Add ipv6-neighbor with likely non-static IPv6-adress
I had a static ipv6 though
Makla89 and I are still neighbors, but only as ipv4. I will try to contact him if we can arrange the ipv6 connection again to check if we can reproduce the issue.
We managed to create an ipv6-connection again. It's up for a few hours, let's see how stable it is. During the setup of my ipv6-node (testing ports, firewall and port forwarding) I did saw the same error as Makla reported on sep 3 2019. It was from my other ipv6-node :
Apr 13 00:44:47 iota IRI[5186]: 04/13 00:44:47.396 [Neighbor Router] INFO NeighborRouterImpl:738 - removed neighbor (hidden:)3b4e:15601 from connected neighbors
Apr 13 00:44:47 iota IRI[5186]: 04/13 00:44:47.398 [Neighbor Router] INFO NeighborRouterImpl:458 - adding tcp://(hidden:)3b4e:15601 to the reconnect pool
Apr 13 00:44:48 iota IRI[5186]: 04/13 00:44:48.574 [Tips Requester] INFO TipsRequesterImpl:86 - toProcess = 0 , toBroadcast = 0 , toRequest = 0 , toReply = 0 / totalTransactions = 13901406
Apr 13 00:44:49 iota IRI[5186]: 04/13 00:44:49.387 [Local Snapshots Monitor] INFO SnapshotServiceImpl:392 - Taking local snapshot [analyzing old solid entry points]: 2.00% ...

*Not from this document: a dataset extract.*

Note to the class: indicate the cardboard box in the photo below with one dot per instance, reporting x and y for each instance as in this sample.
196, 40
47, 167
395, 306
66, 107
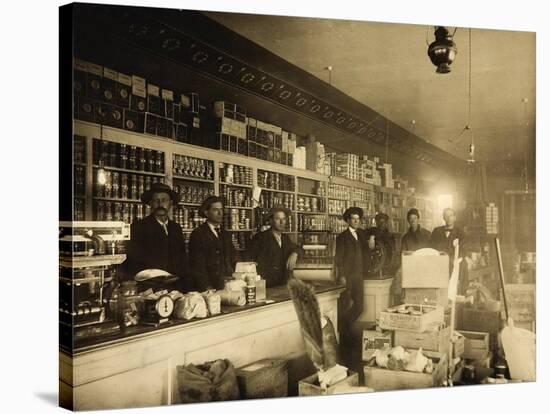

Apr 13 00:44:50 iota IRI[5186]: 04/13 00:44:50.742 [XNIO-1 task-17] ERROR API:291 - Unexpected API Exception: hostname can't be null
Apr 13 00:44:54 iota IRI[5186]: 04/13 00:44:54.587 [XNIO-1 task-19] ERROR API:291 - Unexpected API Exception: hostname can't be null
Apr 13 00:44:58 iota IRI[5186]: 04/13 00:44:58.584 [Tips Requester] INFO TipsRequesterImpl:86 - toProcess = 0 , toBroadcast = 0 , toRequest = 0 , toReply = 0 / totalTransactions = 13901494
Apr 13 00:44:59 iota IRI[5186]: 04/13 00:44:59.294 [pool-10-thread-1] INFO BatchedBCTCurl:103 - batching saturation ratio 3.0% (processed 323 / max possible 9856), cycles 154, avg. cycle time 130.0ms
Apr 13 00:44:59 iota IRI[5186]: 04/13 00:44:59.698 [Local Snapshots Monitor] INFO SnapshotServiceImpl:392 - Taking local snapshot [analyzing old solid entry points]: 2.01% ...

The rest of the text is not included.